Boston Public Schools Won’t Change Start Times in 2018

The decision comes after parents said the new schedule would be a disruption.


Photograph by Ken Richardson for “Power Lunch: Tommy Chang

After backlash from parents who said the move would be too disruptive, Boston Public Schools will undo a controversial start time change that would have had high schoolers begin classes later, and younger students arrive at school earlier in the morning.

In a letter to parents on Friday, Superintendent Tommy Chang wrote that he had decided not to implement the schedule change, which had been intended to improve older students’ performance by better conforming to their natural sleep schedules. It would also have required younger students to start class as early as 7:15 a.m. and leave as early as 1:15 p.m.

The Boston School Committee voted unanimously to adopt the altered schedule, effective at the start of the next school year, on December 6. After parents protested, BPS held hearings in Boston neighborhoods, and got an earful.

Chang said he heard the complaints, which also came from city councilors and groups like the NAACP and Lawyers’ Committee for Civil Rights and Economic Justice, who said the change would disrupt jobs, require families to pay more in childcare, and be too much of a strain on younger students.
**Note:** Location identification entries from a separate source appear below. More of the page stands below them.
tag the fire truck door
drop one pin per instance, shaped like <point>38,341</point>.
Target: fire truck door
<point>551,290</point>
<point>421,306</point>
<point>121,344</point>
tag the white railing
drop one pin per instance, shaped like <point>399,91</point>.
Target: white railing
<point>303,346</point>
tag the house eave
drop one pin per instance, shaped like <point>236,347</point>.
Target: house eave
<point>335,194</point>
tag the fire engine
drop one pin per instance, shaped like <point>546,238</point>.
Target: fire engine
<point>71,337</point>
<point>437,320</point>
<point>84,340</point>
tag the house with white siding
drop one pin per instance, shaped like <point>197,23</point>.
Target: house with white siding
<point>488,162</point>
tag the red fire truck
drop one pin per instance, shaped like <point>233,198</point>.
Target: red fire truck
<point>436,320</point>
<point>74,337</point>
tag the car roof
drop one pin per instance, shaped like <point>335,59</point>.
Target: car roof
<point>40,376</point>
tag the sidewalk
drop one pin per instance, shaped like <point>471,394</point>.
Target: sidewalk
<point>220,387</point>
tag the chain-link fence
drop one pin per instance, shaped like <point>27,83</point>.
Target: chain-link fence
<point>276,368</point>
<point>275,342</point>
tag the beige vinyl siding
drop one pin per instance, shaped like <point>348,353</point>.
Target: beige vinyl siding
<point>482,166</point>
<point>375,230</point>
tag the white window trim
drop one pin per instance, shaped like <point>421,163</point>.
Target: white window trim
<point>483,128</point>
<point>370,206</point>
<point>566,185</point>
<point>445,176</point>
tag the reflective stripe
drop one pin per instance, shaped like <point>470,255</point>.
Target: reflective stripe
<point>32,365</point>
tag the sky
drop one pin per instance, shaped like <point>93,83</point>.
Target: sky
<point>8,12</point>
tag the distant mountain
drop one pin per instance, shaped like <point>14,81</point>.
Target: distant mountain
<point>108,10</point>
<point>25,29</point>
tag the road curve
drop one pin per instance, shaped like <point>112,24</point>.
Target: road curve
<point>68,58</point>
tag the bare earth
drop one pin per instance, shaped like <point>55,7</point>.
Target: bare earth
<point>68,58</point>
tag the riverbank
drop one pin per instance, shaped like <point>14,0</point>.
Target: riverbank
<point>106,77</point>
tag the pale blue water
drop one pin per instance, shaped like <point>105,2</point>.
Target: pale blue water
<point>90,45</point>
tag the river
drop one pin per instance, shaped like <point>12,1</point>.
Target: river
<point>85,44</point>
“It’s clear that while the new schedules achieve our goal of improving academic outcomes for students of all ages, the dramatic shifts to some school start times caused a more significant disruption to family schedules than we intended,” Chang wrote. “As Superintendent of Boston Public Schools, I am deeply committed to joining together with the broader community to get this right. That is why I have decided not to implement the new start and end times for the next school year.”

He said BPS would continue studying the issue and come up with another plan to reform school start times in the future, in collaboration with parents.

“We must share a collaborative spirit, and work together to find solutions to repair the institutional inequities that persist,” he wrote.